The hotel of the future: robot butlers, smartphone-controlled beds and guest rooms on wheels on the agenda for Knowledge of Design Week
- Hotel designers and operators have joined forces to envisage the hotel of the future, focusing on the challenges facing the industry post-Covid-19
- The ideas, such as a wearable ‘pebble’ encoding a guest’s preferences, exist in other forms and could be adapted to hospitality, Gettys Group’s Ron Swidler says

Imagine a hotel where your bed monitors your sleeping patterns and adjusts the environment to provide the ultimate night’s sleep. Or where your guest room is on wheels: a driverless RV fitted out by your favourite hotel chain to traverse the great outdoors, stopping at partner hotels along your route for housekeeping and dips in the hotel pool. Need more towels? Your robotic butler will be right there.

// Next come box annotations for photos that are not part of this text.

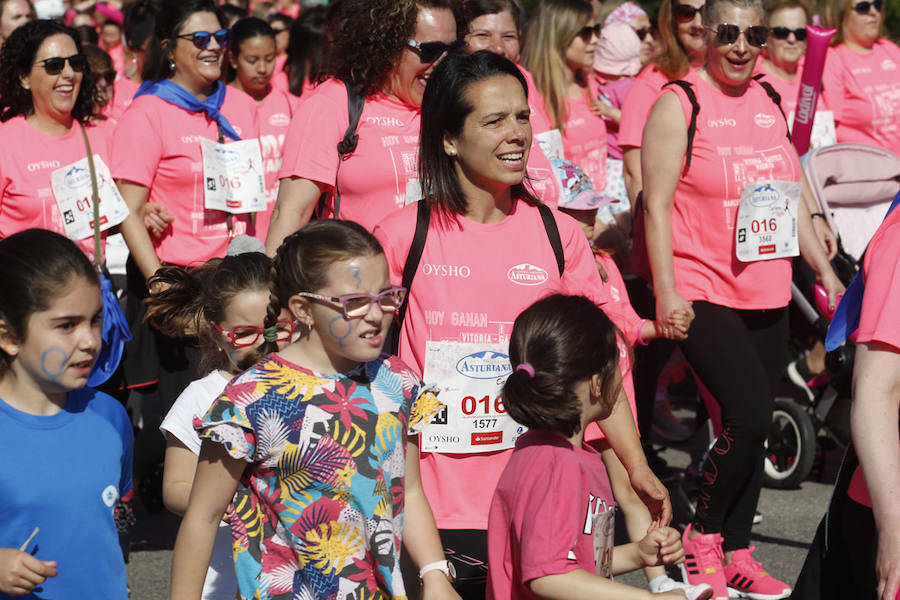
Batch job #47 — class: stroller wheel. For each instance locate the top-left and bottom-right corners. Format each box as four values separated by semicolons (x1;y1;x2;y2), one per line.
763;398;816;489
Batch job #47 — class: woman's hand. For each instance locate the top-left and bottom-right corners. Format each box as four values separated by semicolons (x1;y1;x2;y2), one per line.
0;548;56;596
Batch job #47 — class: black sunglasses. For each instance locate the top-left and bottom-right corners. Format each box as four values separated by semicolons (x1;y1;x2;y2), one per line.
672;4;703;23
769;27;806;42
577;23;600;44
710;23;769;48
406;40;466;65
175;29;228;50
853;0;884;15
34;54;87;75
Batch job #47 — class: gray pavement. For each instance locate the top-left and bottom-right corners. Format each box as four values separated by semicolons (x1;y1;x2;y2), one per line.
128;398;840;600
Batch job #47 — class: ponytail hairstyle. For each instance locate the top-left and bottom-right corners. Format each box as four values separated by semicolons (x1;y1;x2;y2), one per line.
503;294;621;437
144;252;272;374
265;219;384;353
0;229;100;375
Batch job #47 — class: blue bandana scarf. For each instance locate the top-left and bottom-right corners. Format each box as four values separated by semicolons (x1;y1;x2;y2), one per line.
134;79;241;142
825;194;900;352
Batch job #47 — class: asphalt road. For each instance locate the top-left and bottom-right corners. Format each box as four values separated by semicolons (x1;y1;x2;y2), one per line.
128;398;840;600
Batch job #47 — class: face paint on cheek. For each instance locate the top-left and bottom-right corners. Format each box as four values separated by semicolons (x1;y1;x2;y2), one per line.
328;315;353;348
41;346;69;383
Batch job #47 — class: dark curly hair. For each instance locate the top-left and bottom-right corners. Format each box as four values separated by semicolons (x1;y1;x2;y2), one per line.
0;19;97;122
323;0;459;96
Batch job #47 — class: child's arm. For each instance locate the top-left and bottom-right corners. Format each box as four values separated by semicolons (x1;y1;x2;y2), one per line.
171;440;247;600
403;436;459;600
0;548;56;596
528;568;685;600
163;433;197;515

These ideas may sound fantastical, but the technology to develop them is already here and it’s set to transform hotels and the way we use them after the coronavirus pandemic.
So says US design and development firm The Gettys Group’s chief innovation officer, Ron Swidler, and the 1,000 hotel executives and 70,000 travellers who evaluated the findings of the group’s global think tank, Hotel of Tomorrow.
“We’re not inventing all-new technologies,” says Swidler. “They exist in other forms. We’re just trying to apply them to the hospitality industry and think of ways that would enhance a future guest experience.”

Swidler, who is based in Chicago, will discuss the project on June 23 in a Global Conversation on Hospitality panel that is part of Hong Kong’s Knowledge of Design Week (KODW).